In the recent case of R (on the application of Medihani) v HM Coroner for Inner South District of Greater London, the issue of whether a Coroner should resume an inquest following criminal proceedings was considered. The facts of the case were tragic. The Deceased was a 15 year old girl who had been murdered by a man who had become obsessed with her. One month prior to her death, the Deceased had visited her local police station, together with members of her family, in order to report their concerns about the man in question and the threats he had made. The police failed to prevent the murder.
The Coroner had initially opened and adjourned the inquest pending the outcome of the criminal proceedings. However, before the trial, the murderer hung himself in his cell and suffered serious brain damage. The trial went ahead on the basis that he was unfit to plead. The jury concluded that the murder had been deliberate and the Deceased had been unlawfully killed. The Coroner relied on the outcome of the criminal trial in supporting her decision not to resume the inquest.

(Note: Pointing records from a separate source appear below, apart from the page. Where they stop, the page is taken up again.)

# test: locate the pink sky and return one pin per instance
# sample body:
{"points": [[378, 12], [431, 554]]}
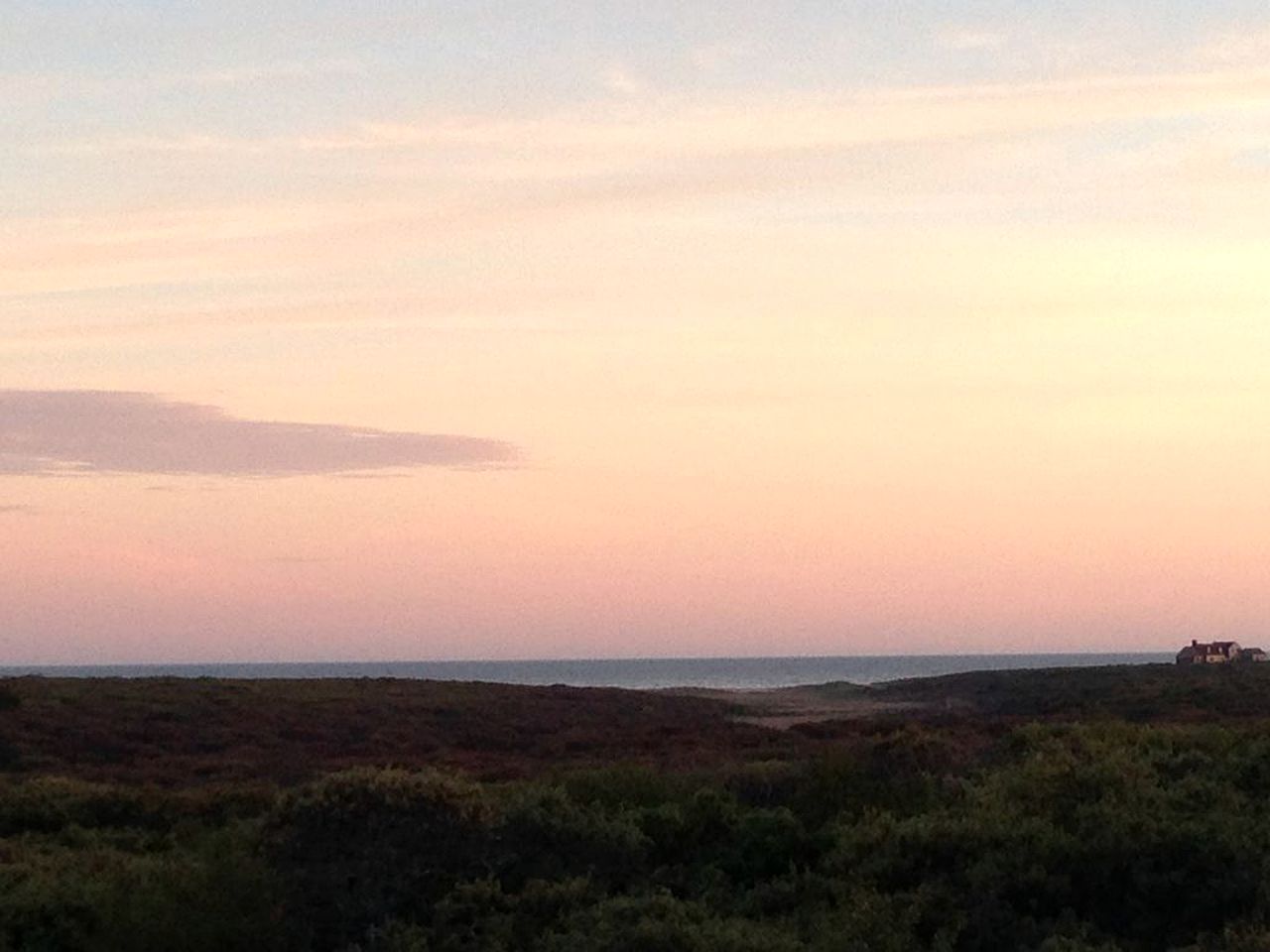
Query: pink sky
{"points": [[959, 345]]}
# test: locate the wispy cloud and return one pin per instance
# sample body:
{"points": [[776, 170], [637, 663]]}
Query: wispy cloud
{"points": [[965, 40], [679, 128], [711, 58], [108, 431], [621, 80], [1242, 49]]}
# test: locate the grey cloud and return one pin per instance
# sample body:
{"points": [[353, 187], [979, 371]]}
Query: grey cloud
{"points": [[68, 431]]}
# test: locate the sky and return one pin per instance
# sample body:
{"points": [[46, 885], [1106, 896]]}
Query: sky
{"points": [[421, 330]]}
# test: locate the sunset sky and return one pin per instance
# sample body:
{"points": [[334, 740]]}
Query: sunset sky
{"points": [[421, 330]]}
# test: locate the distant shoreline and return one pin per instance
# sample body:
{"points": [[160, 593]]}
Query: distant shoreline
{"points": [[638, 674]]}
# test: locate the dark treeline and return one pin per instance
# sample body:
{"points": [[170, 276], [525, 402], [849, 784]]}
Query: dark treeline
{"points": [[1055, 837]]}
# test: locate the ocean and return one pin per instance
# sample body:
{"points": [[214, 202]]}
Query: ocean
{"points": [[735, 673]]}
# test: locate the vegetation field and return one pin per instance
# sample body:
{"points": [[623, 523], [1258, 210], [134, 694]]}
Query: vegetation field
{"points": [[1100, 809]]}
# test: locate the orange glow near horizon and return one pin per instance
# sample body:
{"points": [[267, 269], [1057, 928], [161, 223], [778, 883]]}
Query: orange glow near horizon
{"points": [[959, 358]]}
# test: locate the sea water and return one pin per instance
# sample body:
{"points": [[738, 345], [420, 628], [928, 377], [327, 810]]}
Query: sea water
{"points": [[735, 673]]}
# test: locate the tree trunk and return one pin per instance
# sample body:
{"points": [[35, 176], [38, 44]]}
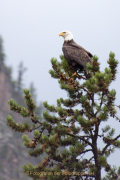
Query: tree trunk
{"points": [[98, 173]]}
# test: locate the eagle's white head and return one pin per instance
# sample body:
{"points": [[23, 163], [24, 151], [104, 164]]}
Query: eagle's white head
{"points": [[66, 35]]}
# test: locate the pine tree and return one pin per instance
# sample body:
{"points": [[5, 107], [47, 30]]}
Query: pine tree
{"points": [[75, 126]]}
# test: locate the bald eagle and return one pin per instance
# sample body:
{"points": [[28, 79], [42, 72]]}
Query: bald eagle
{"points": [[76, 55]]}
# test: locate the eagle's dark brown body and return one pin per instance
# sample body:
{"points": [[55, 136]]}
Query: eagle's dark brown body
{"points": [[76, 55]]}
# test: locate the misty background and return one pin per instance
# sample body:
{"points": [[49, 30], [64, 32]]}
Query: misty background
{"points": [[30, 31]]}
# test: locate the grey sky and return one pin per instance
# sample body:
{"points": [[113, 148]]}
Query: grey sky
{"points": [[30, 32]]}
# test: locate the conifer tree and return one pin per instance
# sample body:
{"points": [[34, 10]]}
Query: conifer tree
{"points": [[76, 125]]}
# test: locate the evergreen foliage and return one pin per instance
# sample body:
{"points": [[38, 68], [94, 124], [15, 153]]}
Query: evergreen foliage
{"points": [[76, 125]]}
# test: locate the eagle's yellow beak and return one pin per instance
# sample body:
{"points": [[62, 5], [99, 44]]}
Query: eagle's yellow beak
{"points": [[61, 34]]}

The Deceased’s mother complained to the Independent Police Complaints Commission (“IPCC”) who investigated the police’s actions. They found that the information provided by the Deceased and her family was not “sufficiently” acted upon. The Deceased’s mother used the IPCC report to try to persuade the Coroner to reconsider her decision. The Coroner again refused to resume the inquest.

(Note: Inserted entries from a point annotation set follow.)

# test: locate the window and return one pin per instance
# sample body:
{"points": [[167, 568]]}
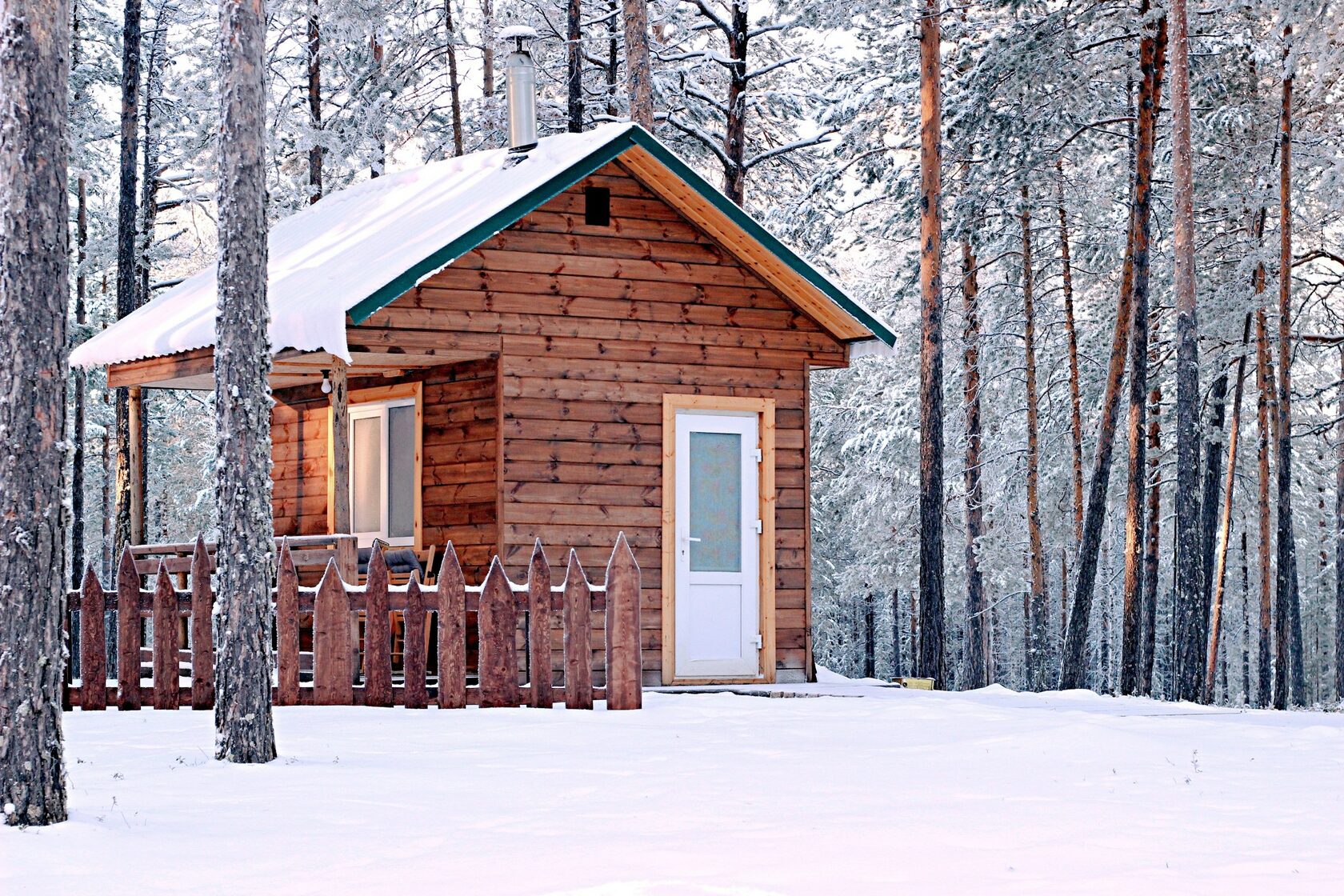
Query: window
{"points": [[383, 470], [597, 207]]}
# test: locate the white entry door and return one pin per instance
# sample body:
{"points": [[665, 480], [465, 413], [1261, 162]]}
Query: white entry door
{"points": [[718, 546]]}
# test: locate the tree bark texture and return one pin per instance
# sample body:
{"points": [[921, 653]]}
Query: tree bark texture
{"points": [[1339, 546], [1074, 385], [978, 660], [454, 86], [1038, 602], [1286, 636], [932, 648], [242, 397], [1264, 386], [314, 101], [34, 290], [638, 77], [574, 73], [1152, 539], [126, 286], [1225, 526], [1190, 575], [1134, 589], [81, 386], [1074, 661]]}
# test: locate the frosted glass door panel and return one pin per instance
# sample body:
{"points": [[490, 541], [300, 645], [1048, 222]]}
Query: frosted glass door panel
{"points": [[715, 502], [401, 472], [367, 473]]}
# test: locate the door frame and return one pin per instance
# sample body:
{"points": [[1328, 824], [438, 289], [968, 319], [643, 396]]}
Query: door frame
{"points": [[764, 407]]}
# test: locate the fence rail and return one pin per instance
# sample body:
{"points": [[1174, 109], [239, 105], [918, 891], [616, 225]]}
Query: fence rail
{"points": [[353, 658]]}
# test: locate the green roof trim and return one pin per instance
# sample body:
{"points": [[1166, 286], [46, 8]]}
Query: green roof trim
{"points": [[565, 179]]}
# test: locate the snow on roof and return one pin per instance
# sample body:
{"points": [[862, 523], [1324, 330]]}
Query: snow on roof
{"points": [[358, 249], [330, 257]]}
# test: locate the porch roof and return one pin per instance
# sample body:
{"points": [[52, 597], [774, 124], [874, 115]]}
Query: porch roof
{"points": [[358, 250]]}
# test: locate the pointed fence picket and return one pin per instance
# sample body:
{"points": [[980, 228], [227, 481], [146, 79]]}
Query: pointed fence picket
{"points": [[351, 661]]}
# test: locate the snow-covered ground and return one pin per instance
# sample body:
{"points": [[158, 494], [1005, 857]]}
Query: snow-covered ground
{"points": [[874, 791]]}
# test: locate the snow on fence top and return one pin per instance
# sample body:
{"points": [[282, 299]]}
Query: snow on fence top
{"points": [[332, 255]]}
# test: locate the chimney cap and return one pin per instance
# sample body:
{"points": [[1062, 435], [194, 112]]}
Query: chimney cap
{"points": [[518, 33]]}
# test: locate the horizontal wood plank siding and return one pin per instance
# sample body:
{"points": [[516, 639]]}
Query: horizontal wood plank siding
{"points": [[596, 324]]}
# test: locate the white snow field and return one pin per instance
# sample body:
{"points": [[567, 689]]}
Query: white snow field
{"points": [[874, 791]]}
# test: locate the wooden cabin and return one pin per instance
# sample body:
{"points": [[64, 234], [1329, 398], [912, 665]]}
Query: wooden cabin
{"points": [[555, 344]]}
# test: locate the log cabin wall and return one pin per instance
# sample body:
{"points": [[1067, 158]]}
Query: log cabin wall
{"points": [[594, 326], [458, 469]]}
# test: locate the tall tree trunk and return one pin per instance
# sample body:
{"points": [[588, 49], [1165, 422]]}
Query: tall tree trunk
{"points": [[735, 110], [1225, 528], [81, 382], [1038, 601], [126, 286], [454, 86], [242, 397], [574, 73], [613, 57], [1152, 539], [1190, 574], [1286, 641], [487, 49], [34, 292], [314, 101], [978, 658], [1246, 623], [1339, 546], [1134, 587], [932, 649], [150, 164], [1074, 661], [638, 77], [1074, 385]]}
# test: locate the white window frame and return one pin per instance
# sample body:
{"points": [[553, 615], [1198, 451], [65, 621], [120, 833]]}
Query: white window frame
{"points": [[366, 410]]}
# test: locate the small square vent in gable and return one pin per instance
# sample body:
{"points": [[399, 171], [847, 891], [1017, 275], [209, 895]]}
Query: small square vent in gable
{"points": [[597, 206]]}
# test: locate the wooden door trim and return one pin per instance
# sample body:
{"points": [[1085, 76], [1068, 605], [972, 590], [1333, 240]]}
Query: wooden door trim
{"points": [[397, 391], [764, 407]]}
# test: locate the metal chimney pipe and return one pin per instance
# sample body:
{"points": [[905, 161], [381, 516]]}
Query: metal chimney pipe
{"points": [[521, 79]]}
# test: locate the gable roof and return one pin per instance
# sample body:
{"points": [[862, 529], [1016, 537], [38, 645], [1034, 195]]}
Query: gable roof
{"points": [[358, 250]]}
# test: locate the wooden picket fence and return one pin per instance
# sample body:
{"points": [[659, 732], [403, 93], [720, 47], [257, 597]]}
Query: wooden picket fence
{"points": [[514, 628]]}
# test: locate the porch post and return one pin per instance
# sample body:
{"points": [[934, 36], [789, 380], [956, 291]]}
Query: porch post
{"points": [[340, 448], [136, 439]]}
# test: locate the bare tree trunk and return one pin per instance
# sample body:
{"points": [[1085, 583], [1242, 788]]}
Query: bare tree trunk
{"points": [[1074, 660], [81, 378], [735, 110], [314, 101], [1188, 546], [895, 634], [1246, 623], [1225, 528], [638, 77], [1074, 385], [487, 49], [1134, 587], [126, 288], [1339, 546], [1285, 589], [1038, 601], [34, 289], [978, 658], [454, 86], [932, 649], [574, 71], [242, 397], [613, 57]]}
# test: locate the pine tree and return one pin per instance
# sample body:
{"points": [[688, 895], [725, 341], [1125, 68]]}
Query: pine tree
{"points": [[34, 285], [243, 726]]}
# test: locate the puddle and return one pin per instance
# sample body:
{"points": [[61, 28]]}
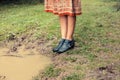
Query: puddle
{"points": [[22, 66]]}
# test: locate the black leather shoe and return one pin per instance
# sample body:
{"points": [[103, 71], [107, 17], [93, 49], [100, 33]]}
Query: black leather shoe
{"points": [[67, 45], [59, 45]]}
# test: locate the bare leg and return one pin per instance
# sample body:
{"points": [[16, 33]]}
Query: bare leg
{"points": [[71, 27], [64, 25]]}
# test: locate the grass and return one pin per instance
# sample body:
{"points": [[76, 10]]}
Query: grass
{"points": [[97, 38]]}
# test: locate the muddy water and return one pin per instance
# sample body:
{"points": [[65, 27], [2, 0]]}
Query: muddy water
{"points": [[21, 66]]}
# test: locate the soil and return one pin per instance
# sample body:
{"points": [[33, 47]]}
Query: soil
{"points": [[20, 60]]}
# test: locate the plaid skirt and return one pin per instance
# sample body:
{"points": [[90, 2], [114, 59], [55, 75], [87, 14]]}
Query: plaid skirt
{"points": [[63, 7]]}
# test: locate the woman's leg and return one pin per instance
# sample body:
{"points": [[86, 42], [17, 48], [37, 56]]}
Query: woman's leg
{"points": [[63, 26], [71, 27]]}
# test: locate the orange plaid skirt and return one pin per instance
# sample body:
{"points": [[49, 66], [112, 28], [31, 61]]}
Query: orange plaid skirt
{"points": [[63, 7]]}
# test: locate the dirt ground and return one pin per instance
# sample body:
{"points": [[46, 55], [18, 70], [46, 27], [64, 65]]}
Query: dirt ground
{"points": [[25, 46]]}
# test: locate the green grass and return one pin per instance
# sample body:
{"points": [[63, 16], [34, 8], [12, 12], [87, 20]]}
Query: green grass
{"points": [[97, 35]]}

The Deceased’s mother then brought judicial review proceedings in the High Court challenging the Coroner’s decision. The Court ruled that the Coroner’s decision not to resume the inquest was unlawful. The Court found that there had been “a sufficient cause” for resuming the inquest under Section 16(3) of the Coroners Act 1988. The Court found that there had arguably been a “real and immediate risk to life”, the police had arguably “failed to take measures which, judged reasonably, might have been expected to avoid that risk”, and there had not been a full investigation of the facts surrounding the Deceased’s death (the trial and the IPCC investigation focused on distinct issues of the case not the State’s obligation to the Deceased to protect her Article 2 rights, the right to life). The Coroner should have concluded that there was an arguable case that the police had acted in breach of an operational duty to protect the Deceased’s life pursuant to Article 2 and resumed the inquest. The inquest will now be resumed.